An expatriated Southerner living in the Pacific Northwest for over 40 years, Tom Robbins has published nine best-selling novels worldwide and shorter works in Esquire, Harpers, and other national and international magazines. Erroneously labeled (or libeled?) a 1960s counterculture writer, Robbins examines, through his major works of fiction, many themes fundamental to the new liberal philosophical thinking given voice in the '60s and since then by significant changes affecting the contemporary American cultural landscape. What constitutes authenticity, what constitutes power, and what constitutes the real are just a few of the many questions addressed in all of his works by some of the most imaginatively and creatively comic characters and situations to be found in all of contemporary American literature.
His first two books, Another Roadside Attraction (1971) and Even Cowgirls Get the Blues (1976), earned him nothing less than cult status as an American writer in the '70s. Publication of his next four novels, Still Life With Woodpecker (1980), Jitterbug Perfume (1984), Skinny Legs and All (1990) and Half Asleep in Frog Pajamas (1994), resulted in a worldwide following, which to this day continues to grow in number almost exponentially. (He was recently mobbed, much to his editor’s delight, by young women in Tokyo and Sydney, Australia.)

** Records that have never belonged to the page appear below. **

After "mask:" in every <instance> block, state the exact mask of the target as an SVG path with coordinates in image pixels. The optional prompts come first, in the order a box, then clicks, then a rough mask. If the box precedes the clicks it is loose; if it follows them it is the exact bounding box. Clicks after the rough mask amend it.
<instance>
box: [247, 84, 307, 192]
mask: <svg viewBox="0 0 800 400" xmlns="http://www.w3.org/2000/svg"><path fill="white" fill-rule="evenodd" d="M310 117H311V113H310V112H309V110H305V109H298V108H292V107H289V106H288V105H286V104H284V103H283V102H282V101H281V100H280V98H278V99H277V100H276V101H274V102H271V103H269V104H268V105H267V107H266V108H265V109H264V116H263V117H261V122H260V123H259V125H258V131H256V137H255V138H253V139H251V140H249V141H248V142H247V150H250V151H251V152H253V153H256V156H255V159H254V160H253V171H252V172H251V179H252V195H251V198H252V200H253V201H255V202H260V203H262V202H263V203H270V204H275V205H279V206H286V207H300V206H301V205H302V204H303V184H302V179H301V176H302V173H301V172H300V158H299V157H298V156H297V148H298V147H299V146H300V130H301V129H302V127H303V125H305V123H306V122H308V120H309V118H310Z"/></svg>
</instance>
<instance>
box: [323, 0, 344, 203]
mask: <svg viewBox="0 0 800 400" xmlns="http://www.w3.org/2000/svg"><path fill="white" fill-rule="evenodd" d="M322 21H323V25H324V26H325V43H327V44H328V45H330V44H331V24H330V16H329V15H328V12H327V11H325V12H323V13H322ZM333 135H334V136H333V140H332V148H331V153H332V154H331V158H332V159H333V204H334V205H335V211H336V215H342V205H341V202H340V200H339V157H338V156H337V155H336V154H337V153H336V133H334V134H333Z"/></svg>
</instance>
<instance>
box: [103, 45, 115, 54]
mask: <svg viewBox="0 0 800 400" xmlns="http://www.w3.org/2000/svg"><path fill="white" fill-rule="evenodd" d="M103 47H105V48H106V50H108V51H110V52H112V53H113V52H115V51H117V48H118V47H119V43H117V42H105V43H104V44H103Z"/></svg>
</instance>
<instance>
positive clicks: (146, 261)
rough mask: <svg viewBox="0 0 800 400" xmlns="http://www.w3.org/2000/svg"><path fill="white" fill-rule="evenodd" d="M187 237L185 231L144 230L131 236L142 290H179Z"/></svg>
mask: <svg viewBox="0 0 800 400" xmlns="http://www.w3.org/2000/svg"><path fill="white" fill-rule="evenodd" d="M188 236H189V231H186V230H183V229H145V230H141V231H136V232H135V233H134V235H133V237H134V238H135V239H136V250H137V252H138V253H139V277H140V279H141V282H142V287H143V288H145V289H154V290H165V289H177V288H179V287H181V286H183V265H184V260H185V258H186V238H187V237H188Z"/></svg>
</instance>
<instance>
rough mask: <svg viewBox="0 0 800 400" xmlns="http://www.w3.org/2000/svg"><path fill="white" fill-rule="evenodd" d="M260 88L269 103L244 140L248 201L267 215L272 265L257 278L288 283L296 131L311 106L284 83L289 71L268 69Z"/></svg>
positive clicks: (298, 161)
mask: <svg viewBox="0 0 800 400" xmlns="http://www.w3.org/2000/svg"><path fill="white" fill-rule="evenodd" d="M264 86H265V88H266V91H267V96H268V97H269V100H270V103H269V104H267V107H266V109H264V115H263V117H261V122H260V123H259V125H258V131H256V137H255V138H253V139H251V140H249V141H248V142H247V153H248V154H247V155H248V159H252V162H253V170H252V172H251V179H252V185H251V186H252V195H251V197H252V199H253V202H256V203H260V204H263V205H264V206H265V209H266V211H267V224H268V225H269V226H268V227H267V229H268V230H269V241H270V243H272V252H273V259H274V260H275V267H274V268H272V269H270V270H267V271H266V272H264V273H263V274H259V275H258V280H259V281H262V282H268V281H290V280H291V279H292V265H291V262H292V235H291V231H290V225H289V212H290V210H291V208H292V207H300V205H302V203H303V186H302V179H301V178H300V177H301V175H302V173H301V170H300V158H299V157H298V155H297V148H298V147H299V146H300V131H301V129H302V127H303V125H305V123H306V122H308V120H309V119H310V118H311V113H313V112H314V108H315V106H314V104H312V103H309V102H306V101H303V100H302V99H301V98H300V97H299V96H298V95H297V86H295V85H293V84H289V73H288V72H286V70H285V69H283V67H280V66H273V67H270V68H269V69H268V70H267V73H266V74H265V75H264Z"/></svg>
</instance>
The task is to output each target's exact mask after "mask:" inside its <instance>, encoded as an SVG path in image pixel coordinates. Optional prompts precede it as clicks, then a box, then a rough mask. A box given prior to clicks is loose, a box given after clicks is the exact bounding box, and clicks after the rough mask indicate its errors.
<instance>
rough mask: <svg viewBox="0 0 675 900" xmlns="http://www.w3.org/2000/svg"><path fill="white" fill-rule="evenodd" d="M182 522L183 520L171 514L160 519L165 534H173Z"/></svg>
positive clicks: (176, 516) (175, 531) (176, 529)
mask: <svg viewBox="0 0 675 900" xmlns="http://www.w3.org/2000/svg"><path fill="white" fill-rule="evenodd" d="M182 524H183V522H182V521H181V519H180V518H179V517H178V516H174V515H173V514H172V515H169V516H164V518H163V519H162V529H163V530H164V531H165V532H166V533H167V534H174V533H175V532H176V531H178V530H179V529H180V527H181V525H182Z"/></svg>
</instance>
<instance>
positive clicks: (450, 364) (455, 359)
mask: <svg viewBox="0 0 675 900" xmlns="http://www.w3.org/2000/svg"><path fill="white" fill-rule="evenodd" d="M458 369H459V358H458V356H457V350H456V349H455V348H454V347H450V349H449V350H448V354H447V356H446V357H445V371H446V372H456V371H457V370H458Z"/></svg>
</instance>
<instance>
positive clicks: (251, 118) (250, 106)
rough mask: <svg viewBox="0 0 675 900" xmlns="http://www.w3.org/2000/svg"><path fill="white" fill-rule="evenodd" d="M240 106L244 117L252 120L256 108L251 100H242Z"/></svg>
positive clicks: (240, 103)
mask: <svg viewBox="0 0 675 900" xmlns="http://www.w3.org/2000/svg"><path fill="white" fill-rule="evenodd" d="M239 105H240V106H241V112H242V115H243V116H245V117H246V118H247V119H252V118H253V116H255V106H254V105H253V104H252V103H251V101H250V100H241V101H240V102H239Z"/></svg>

Robbins’s last three novels, Fierce Invalids Home from Hot Climates (2000), Villa Incognito (2003) and B Is for Beer (2009), reveal a renewed, vigorous interest in returning to many of the aesthetic and philosophical issues dealt with in his earlier works, and included in his early study of technique and perspective in the visual art of 20th century abstract expressionists in general, and in the works of Jackson Pollock and Chaim Soutine in particular.
“Language Is Not the Frosting, It’s the Cake” promises to offer everyone the rare opportunity of hearing and meeting one of 20th century American literature’s most comically serious and seriously comic voices—the very same voice that, over 30 years ago, gave verbal shape to the idea of the mind that is truly healthy when it coined the phrase—it’s time to call in well.